Former Mötley Crüe manager Doug Thaler is convinced Bon Scott, who’d passed away before the album was recorded, being replaced by Brian Johnson, wrote the lyrics. In fact he told me, “You can bet your life that Bon Scott wrote the lyrics to ‘You Shook Me All Night Long’.” That’s a pretty strong statement from a guy who used to be AC/DC’s American booking agent and knew the band intimately. I look into this claim in some depth in the book and draw my own conclusions.

I’m convinced Bon wrote it.

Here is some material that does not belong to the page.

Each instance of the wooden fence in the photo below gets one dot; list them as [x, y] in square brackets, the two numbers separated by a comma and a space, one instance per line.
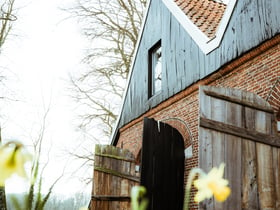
[239, 129]
[114, 176]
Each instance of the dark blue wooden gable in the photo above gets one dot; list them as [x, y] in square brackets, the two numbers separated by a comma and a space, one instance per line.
[184, 63]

In my opinion only Bon would have written a line like “She told me to come but I was already there.” Brian never matched the verve or wit of Bon in his lyrics and it’s why I think so much of AC/DC’s mid-'80s output suffers even when the guitar work of the Youngs was as good as it ever was.

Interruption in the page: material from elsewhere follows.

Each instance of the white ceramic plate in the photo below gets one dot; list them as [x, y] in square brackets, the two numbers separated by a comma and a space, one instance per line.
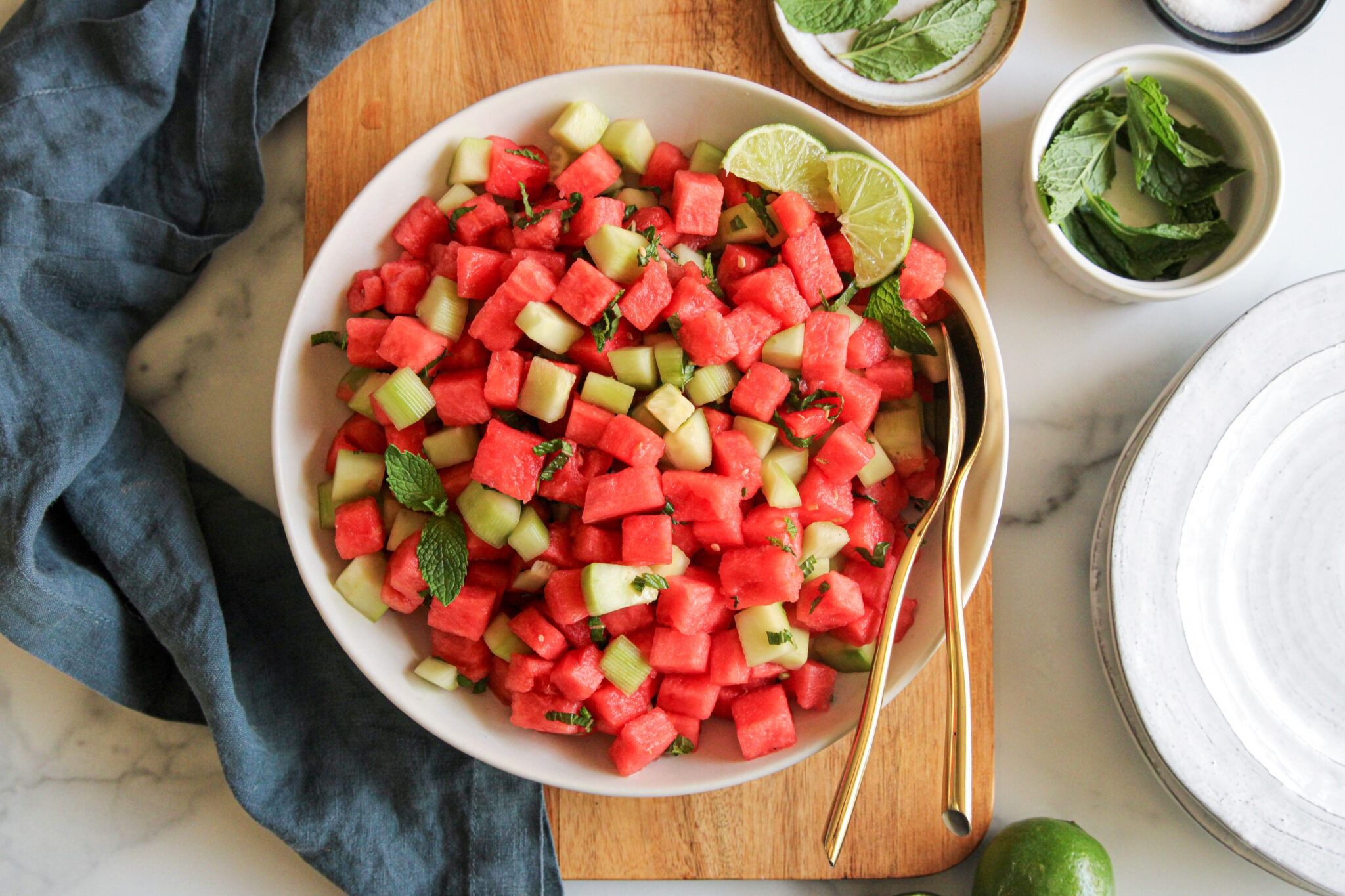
[690, 105]
[817, 58]
[1219, 591]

But what’s also really interesting about this song in light of the recent hullabaloo over Taurus and Led Zeppelin is how much the opening guitar riff sounds similar to Head East’s “Never Been Any Reason”. I didn’t know a hell of a lot about Head East before I started working on this book, but came across “Never Been Any Reason” in the process of doing my research and was blown away when I heard it for the first time. AC/DC opened for Head East in Milwaukee in 1977. So the two bands crossed paths.

6. “Rock ’N’ Roll Damnation”
(Powerage, 1978)

It’s hard to get my head around the fact Mick Wall, the British rock writer and author of AC/DC: Hell Ain’t a Bad Place to Be, called this “a two-bit piece of head-bopping guff.” Not sure what track he was listening to when he wrote that -- maybe he was having a bad day -- but for me it’s one of the last of AC/DC’s classic boogie tracks and probably the best.

Mark Evans loves it almost as much as he loves “Highway to Hell". It has everything you want in an AC/DC song plus shakers, tambourines and handclaps, a real Motown touch that George Young and Harry Vanda brought to bear on the recording. They did something similar with the John Paul Young hit “Love Is in the Air”. Percussion was an underlying feature of many early AC/DC songs. This one really grooves. I never get tired of hearing it.

“Rock ’n’ Roll Damnation” was AC/DC’s first hit in the UK charts and a lot of the credit has to go to Michael Klenfner, best known as the fat guy with the moustache who stops Jake and Elwood backstage in the final reel of The Blues Brothers and offers them a recording contract. He was senior vice-president at Atlantic at the time, and insisted the band go back and record a radio-worthy single after they delivered the first cut of Powerage to New York.

Michael was a real champion of AC/DC behind the scenes at Atlantic, and never got the recognition he was due while he was still alive (he passed away in 2009). He ended up having a falling out with Atlantic president Jerry Greenberg over the choice of producer for Highway to Hell and got fired. But it was Klenfner who arguably did more for the band than anyone else while they were at Atlantic. His story deserves to be known by the fans.